4. Truth Maintenance with Cognitive Dissonance

The Truth Maintenance System using Cognitive Dissonance (TMS-CD) uses the concepts of Cognitive Dissonance Theory to decide which beliefs to keep in a belief set and which beliefs to throw out. Like other Truth Maintenance Systems, the TMS-CD is a system that is external to an inference engine that keeps track of which beliefs are valid inputs for the inference engine to use when deriving new beliefs.

4.1. The TMS-CD Structure

The TMS-CD is structured as a network of nodes. Each node represents a single belief in the belief set. A belief and its negation are each associated with their own distinct nodes. Each node is an 8-tuple of information describing the belief: . The belief is the belief that the belief node represents within the belief network. The status of a belief node indicates whether or not the belief is currently believed; a valid belief is believed, but an invalid belief is not. The status of a belief node can also be nil while the belief network is being updated. The evidence of a belief is the size of its set of valid parents, and the importance of a belief is the size of its set of valid children. The valid-parents of a belief are the set of pairs of valid beliefs that the belief can be directly inferred from. The invalid-parents are the set of pairs of beliefs that the belief can be directly inferred from, but one or both of the parent beliefs is invalid. The valid-children of a belief are the set of valid beliefs that can be inferred directly from the belief (when paired with other beliefs, whether they are valid or invalid). The invalid-children are the set of invalid beliefs that can be directly inferred from the belief.

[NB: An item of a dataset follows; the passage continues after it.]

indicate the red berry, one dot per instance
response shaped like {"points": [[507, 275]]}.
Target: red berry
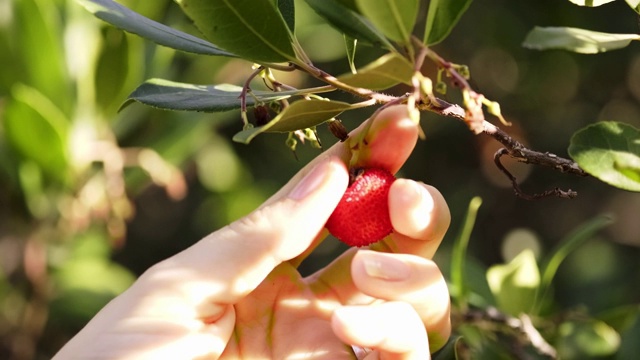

We are assuming here that the inference engine only acts on two beliefs at a time to derive a new belief. It is possible that the TMS-CD could be acting on the belief set of an inference engine that uses more than two beliefs at a time to derive new ones. This would only affect the TMS-CD in that the valid parents and invalid parents of a belief would be sets of sets rather than sets of pairs. All beliefs in a parent set would have to be valid for that parent set to be a member of the valid parents. Otherwise, the parent set would be a member of the invalid parents. For simplicity of discussion, we will assume that new beliefs can only be derived from pairs of parent beliefs.

4.2. The TMS-CD Decision Process

In Doyle's [2] TMS, a belief is valid (currently believed) as long as its set of valid parents is not empty and it is not directly contradicted by another belief. If two contradictory beliefs are both believed at the same time, one of the assumptions they are based on is removed from the belief set and the consequences of that assumption are updated recursively. More detail on Doyle's truth maintenance process can be found in Section 2.2.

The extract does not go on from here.